Some Thoughts About Evan Bayh’s Prospects
Jim Shella reported the following last week:
Barack Obama repeated in Elkhart this week that he won’t confirm anything with regard to his running mate selection process.
Consider this:
A source reports that people from “Washington” arrived at the building that houses the state archives this week. Its on east 30th Street. They are culling through documents left behind when Evan Bayh was governor.
This is real.
I wonder if, in their vetting process, Team Obamassiah is looking into other aspects of Bayh’s background, history, and so forth.
One would assume that they are, and any such vetting must surely include the uncomfortable topic of Evan Bayh’s wife, Susan.
And, no, I don’t mean the bevy of investigations into questionable behavior that surround her actions on the boards of many companies that have benefited from her husband’s votes over the years (see here, here, and here). They reek of the sort of insider good-old-boy dealings that voters weary of “politics as usual” are almost certain to find distasteful.
Those rumors are troublesome and damaging enough to Bayh’s vice presidential prospects all by themselves.
(Read more after the leap)
They’re also not the ones I’m talking about.

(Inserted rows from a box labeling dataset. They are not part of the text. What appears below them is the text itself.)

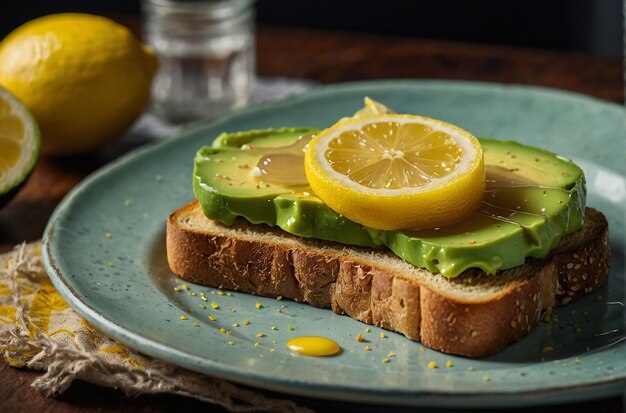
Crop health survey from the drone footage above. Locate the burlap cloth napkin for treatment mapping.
[0,241,310,412]
[0,79,311,412]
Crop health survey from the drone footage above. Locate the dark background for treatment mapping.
[0,0,624,57]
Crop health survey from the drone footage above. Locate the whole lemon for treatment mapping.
[0,13,157,155]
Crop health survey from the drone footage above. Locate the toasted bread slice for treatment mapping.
[167,202,609,357]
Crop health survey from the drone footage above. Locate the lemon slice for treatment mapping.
[305,113,485,230]
[0,88,39,206]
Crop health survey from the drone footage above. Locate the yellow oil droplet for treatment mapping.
[287,336,341,357]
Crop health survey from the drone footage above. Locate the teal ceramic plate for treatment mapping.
[44,81,626,407]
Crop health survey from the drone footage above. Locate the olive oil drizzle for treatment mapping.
[249,134,563,240]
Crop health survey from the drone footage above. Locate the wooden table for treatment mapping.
[0,25,624,412]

I mean the bevy of rumors that surrounded the Bayh couple during Evan Bayh’s governorship, whispered things that endure even today among those who served in the legislature or worked in the Statehouse during that time.
Those rumors are persistent enough that I continue to hear them fairly frequently, which would seem to indicate that they would almost certainly come up in any vice presidential vetting process (and, if they didn’t, they’d almost certainly come up before the election if he was actually chosen).
The stuff you hear from veteran legislators and old Statehouse hands when they talk about Evan and Susan Bayh is sufficient to make me suspect that the Obama people are almost certain to encounter these stories, and they could potentially have an impact on his vice presidential prospects.
They’re not going to find mention of them in some dusty box at the State Archives over on 30th Street, but they’re going to find them more readily from veterans at the Statehouse itself. Reporters are likely to find them, too.
Are they true? I have no idea. But I hear them a lot from Democrats and Republicans, so I’m inclined to think that there’s probably some sort of kernel of fact at the heart of them. Those facts are bound to come up in a thorough investigative process (whether research by those doing the vetting research, the journalistic research, or the opposition research).